Antonio Belda: “Ser Primer Tro es una experiencia única que solo entiendes cuando la vives”
La comparsa Contrabandistas de Ontinyent, con más de 160 años de historia, encara las fiestas de Moros y Cristianos de 2026 con emoción, tradición y un fuerte relevo generacional

Entrevista a Antonio Belda, Primer Tro 2026 de la Comparsa Contrabandistas de Ontinyent
El código iframe se ha copiado en el portapapeles
Las fiestas de Moros y Cristianos de Ontinyent ya se sienten cada vez más cerca y, con ellas, el protagonismo recae en las comparsas que mantienen viva esta celebración. En esta ocasión, centramos la mirada en la comparsa Contrabandistas, una de las más antiguas del bando cristiano y con una identidad muy marcada.
Fundada en 1861, apenas un año después del inicio de las fiestas, la comparsa ha sabido conservar su esencia con el paso del tiempo.

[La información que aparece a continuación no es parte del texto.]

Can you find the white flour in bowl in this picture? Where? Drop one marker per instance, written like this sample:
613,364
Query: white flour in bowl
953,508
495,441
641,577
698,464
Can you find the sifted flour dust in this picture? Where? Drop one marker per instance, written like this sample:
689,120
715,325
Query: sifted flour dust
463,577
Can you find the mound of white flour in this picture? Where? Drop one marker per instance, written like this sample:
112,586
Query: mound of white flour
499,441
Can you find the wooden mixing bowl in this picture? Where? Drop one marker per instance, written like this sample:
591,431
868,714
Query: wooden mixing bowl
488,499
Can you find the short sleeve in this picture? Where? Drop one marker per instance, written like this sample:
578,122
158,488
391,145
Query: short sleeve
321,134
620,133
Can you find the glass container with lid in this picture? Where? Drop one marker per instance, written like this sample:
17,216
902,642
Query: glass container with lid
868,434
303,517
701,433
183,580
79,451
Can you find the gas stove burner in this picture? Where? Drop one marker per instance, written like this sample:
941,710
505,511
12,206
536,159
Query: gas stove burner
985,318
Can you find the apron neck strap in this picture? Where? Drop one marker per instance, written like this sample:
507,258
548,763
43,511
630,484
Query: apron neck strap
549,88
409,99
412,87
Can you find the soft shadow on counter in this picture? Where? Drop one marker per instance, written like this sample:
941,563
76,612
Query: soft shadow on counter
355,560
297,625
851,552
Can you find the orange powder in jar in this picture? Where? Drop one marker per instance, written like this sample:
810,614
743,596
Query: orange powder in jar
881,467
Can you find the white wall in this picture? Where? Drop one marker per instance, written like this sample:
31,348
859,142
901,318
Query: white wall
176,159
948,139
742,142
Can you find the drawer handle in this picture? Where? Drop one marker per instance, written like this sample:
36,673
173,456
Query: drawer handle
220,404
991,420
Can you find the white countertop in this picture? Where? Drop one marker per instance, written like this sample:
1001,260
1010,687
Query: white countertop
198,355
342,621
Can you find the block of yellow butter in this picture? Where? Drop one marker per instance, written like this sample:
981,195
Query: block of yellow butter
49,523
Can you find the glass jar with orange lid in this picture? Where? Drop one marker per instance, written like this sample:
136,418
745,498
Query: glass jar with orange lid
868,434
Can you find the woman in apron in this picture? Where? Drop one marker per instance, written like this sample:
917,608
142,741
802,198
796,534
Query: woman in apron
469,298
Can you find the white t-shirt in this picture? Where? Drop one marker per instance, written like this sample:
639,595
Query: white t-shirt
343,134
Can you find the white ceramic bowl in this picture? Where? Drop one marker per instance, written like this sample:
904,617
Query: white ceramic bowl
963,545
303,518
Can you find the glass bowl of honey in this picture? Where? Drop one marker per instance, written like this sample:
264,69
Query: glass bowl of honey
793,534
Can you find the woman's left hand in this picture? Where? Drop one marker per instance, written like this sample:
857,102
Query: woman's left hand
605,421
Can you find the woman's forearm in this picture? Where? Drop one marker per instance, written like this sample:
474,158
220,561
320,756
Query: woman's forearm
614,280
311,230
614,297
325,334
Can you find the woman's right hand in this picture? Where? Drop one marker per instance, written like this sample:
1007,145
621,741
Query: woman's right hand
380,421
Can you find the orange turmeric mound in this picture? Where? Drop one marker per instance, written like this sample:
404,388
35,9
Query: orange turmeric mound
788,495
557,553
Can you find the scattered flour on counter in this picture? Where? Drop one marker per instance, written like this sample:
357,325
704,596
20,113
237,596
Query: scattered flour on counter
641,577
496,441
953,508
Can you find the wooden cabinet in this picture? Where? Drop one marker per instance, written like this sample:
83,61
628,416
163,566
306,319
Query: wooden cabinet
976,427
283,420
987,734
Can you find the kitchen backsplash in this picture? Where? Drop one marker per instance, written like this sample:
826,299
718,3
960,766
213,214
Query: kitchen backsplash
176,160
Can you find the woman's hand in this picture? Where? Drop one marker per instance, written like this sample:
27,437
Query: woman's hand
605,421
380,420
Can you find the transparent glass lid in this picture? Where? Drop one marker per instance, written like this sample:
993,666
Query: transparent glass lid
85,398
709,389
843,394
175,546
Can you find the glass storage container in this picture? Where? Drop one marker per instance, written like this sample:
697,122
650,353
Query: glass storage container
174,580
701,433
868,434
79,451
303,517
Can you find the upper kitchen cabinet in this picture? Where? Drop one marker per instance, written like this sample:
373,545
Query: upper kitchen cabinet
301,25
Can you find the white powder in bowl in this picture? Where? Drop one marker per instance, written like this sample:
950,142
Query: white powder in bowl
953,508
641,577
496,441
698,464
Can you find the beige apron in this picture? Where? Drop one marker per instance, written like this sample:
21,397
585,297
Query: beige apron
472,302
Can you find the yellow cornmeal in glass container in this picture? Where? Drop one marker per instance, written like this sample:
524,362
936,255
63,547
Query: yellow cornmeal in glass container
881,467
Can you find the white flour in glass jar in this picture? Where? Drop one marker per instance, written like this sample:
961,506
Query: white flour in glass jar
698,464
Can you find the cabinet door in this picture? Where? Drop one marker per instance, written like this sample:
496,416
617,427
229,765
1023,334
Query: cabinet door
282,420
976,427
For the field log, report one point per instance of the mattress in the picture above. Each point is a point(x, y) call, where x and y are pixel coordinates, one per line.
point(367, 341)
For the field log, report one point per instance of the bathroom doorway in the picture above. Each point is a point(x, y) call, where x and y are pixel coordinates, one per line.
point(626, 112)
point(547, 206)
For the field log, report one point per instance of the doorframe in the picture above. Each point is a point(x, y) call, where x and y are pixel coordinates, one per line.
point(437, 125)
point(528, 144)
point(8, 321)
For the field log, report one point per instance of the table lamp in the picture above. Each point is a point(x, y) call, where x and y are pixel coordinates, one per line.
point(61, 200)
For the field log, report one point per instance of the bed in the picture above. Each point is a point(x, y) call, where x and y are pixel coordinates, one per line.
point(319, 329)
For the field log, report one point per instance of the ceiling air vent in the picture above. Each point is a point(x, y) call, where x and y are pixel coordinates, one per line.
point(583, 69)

Inspirada en la serranía de Ronda y en la figura de los bandoleros, su estética es una de las más reconocibles, con una indumentaria rica en detalles que ha evolucionado sin perder su carácter.
Entre sus actos más emblemáticos destacan el tradicional baile de los Contrabandistas y el popular contrabando junto a los Marineros, momentos imprescindibles dentro del calendario festero.
Antonio Belda, un Primer Tro que dio el paso por ilusión
Al frente de la comparsa en 2026 se encuentra Antonio Belda, quien reconoce que su nombramiento surgió casi de forma inesperada. “Una semana antes de la elección me lo planteé y, tras hablarlo con mi mujer, decidí dar el paso. No me arrepiento en absoluto”, explica.
El sistema de rotación interna por escuadras marcaba que su grupo debía asumir el cargo, pero fue la ilusión personal la que le llevó a tomar la decisión definitiva.
Desde entonces, vive el año con intensidad. “Todo el mundo te dice que disfrutes, pero hasta que no estás dentro no sabes realmente lo que significa”, asegura, destacando la dimensión emocional del cargo.
Una responsabilidad compartida dentro de la comparsa
Belda pone en valor el apoyo constante de la comparsa, que permite que el Primer Tro no asuma toda la carga organizativa. “La junta se encarga de muchas cosas, y eso hace que puedas centrarte en disfrutar de la fiesta”, señala.
La responsabilidad se concentra especialmente en momentos clave como el alardo, pero el resto del tiempo está marcado por el acompañamiento y el trabajo colectivo.
Ese ambiente se refleja también en su escuadra, donde la implicación es total. “Propones cualquier cosa y todos se suman enseguida. Eso hace que todo sea mucho más fácil y bonito”, comenta.
La unión entre cargos convierte el año en una experiencia única
Uno de los aspectos que más le ha sorprendido es la relación entre los cargos festeros de este año. Lo que comenzó como un grupo de personas que apenas se conocían se ha convertido en una auténtica familia.
“Hay momentos en los que estás deseando que llegue el día para juntarte con ellos”, afirma, recordando experiencias compartidas como viajes o encuentros que han reforzado ese vínculo.
Según explica, este ambiente es clave para entender por qué cada vez más personas se animan a asumir cargos dentro de las fiestas.
El sábado de fiestas, el día más especial
De cara a la Semana Grande, Antonio Belda tiene claro cuál es el momento que espera con más ilusión: el sábado de fiestas. Se trata de una jornada intensa en la que el Contrabando cobra un protagonismo especial.
En su caso, además, lo vivirá de una forma muy personal, ya que será su mujer quien participe en el acto. “Yo soy bastante tímido y preferí que lo hiciera ella. Así lo compartimos de una manera diferente”, explica.
Aunque la entrada es uno de los actos más esperados por todos, insiste en que cada momento tiene su valor dentro de la experiencia festera.
Una comparsa con futuro gracias a la juventud
El futuro de la comparsa Contrabandistas se presenta con optimismo gracias a la incorporación de nuevos miembros jóvenes. Este relevo generacional garantiza la continuidad de la tradición.
“Tenemos gente muy joven y también muchos niños. Eso asegura que la comparsa seguirá adelante”, destaca Belda, subrayando la importancia de mantener viva la cantera.
La convivencia entre generaciones permite que la esencia festera se mantenga intacta, adaptándose al mismo tiempo a los nuevos tiempos.
Un deseo compartido para las fiestas de 2026
Para finalizar, el Primer Tro lanza un mensaje que resume el espíritu de las fiestas: que todo el mundo pueda disfrutarlas al máximo.
“Me gustaría que tanto quienes participan como quienes vienen a verlas vivan la fiesta intensamente”, afirma.